One of the key strengths of this study lies in its community-led and participatory approach, which ensured that the voices of adolescents and other local stakeholders were central to the inquiry. The diverse composition of the 110 participants including adolescents, youth mentors, health workers, parents, religious leaders, clan representatives, and institutional actors from Lira University and local government allowed for triangulation of perspectives across various social, cultural, and professional contexts. This inclusivity enhanced the depth and relevance of the findings by capturing both the structural and interpersonal factors influencing the integration of CAFFP–PAC.

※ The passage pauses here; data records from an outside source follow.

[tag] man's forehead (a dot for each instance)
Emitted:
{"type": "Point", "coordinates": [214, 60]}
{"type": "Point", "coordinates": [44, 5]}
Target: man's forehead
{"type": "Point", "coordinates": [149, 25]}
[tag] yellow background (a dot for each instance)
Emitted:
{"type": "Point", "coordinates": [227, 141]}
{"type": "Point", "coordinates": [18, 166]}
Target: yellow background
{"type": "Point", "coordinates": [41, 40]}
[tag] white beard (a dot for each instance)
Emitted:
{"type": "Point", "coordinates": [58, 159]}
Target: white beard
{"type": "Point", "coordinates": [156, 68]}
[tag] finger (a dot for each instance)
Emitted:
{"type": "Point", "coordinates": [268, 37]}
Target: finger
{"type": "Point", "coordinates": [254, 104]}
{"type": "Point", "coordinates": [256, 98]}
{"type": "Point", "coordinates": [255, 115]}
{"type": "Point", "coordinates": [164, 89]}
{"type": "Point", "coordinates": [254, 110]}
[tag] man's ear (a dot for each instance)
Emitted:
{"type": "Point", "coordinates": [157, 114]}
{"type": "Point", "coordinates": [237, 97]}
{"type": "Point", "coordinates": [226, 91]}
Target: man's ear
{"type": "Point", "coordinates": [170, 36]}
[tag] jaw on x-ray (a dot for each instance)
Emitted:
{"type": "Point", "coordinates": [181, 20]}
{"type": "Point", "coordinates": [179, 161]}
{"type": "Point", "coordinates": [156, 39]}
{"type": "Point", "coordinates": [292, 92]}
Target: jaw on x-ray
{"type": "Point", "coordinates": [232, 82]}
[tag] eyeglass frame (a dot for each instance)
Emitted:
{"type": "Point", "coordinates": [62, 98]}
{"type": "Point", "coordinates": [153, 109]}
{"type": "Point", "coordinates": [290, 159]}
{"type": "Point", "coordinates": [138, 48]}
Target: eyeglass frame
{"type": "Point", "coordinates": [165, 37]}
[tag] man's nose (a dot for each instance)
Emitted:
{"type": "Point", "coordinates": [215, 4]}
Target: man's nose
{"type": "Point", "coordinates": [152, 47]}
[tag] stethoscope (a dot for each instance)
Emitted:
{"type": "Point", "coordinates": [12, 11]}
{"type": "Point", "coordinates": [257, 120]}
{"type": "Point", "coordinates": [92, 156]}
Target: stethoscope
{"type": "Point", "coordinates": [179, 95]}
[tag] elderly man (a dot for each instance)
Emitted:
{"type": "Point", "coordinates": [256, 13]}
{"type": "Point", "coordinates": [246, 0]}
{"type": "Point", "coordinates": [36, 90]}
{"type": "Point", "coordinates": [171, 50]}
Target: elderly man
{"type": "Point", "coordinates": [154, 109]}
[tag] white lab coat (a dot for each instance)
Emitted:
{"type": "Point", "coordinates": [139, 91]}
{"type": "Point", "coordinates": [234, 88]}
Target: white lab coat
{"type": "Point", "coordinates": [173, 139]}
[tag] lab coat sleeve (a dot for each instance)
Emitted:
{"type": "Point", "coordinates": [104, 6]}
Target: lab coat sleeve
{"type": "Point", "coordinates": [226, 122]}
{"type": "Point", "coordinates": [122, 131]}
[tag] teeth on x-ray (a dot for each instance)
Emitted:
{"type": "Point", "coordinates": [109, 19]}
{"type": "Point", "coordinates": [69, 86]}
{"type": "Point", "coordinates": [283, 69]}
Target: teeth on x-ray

Despite its strengths, the study faced several limitations. The one-day stakeholder engagement may have constrained the depth of discussion; however, this was mitigated by using multiple interactive formats such as rotating dialogue circles, breakout sessions, and oral presentations, which encouraged inclusive participation and expression. While the presence of authority figures might have led to social desirability bias particularly, among adolescents the use of smaller, youth-centered breakout groups and careful facilitation by trained moderators helped create a more open environment. Although findings from Lira District and City may not be directly generalizable to all regions in Uganda, the insights remain valuable for similar low-resource, post-conflict, or underserved contexts with limited adolescent access to SRH and PAC services. Additionally, male adolescents were less vocal during discussions; to address this, facilitators actively encouraged contributions from male participants and ensured their inclusion in future follow-up engagements and adolescent-focused program design.

Conclusion

This study highlights the critical role of community-led, adolescent-centered approaches in facilitating the effective integration of CAFFP–PAC services into primary healthcare systems in Northern Uganda. The findings emphasize that bridging participation gaps requires more than technical service delivery; it demands inclusive planning, trust-building, and sustained engagement with adolescents and key community stakeholders. Meaningful adolescent participation, youth-friendly environments, respectful and nonjudgmental providers, and the active involvement of cultural and religious leaders emerged as pivotal factors in shaping responsive and accessible services. Moreover, leveraging existing community structures and institutionalizing feedback mechanisms were identified as key strategies for ensuring sustainability and accountability.

Data Sharing Statement

The datasets used and/or analyzed during the current study are available from the corresponding authors on reasonable request.

Acknowledgments

We sincerely acknowledge all key stakeholders for their valuable contributions to this study, including adolescent representatives, officials from Lira University, Lira City and District Local Government, community-based organizations, teachers, caregivers, parents, and youth mentors (master coaches). Their willingness to share insights and experiences was instrumental in deepening our understanding of the topic.

Funding

This research was supported by the CAFFP-PAC project at Lira University, funded by the International Development Research Centre (IDRC) under Grant Number 110713. The content is solely the responsibility of the authors and does not necessarily reflect the official views of the IDRC.

Disclosure

The authors declare that they have no competing interests for this work.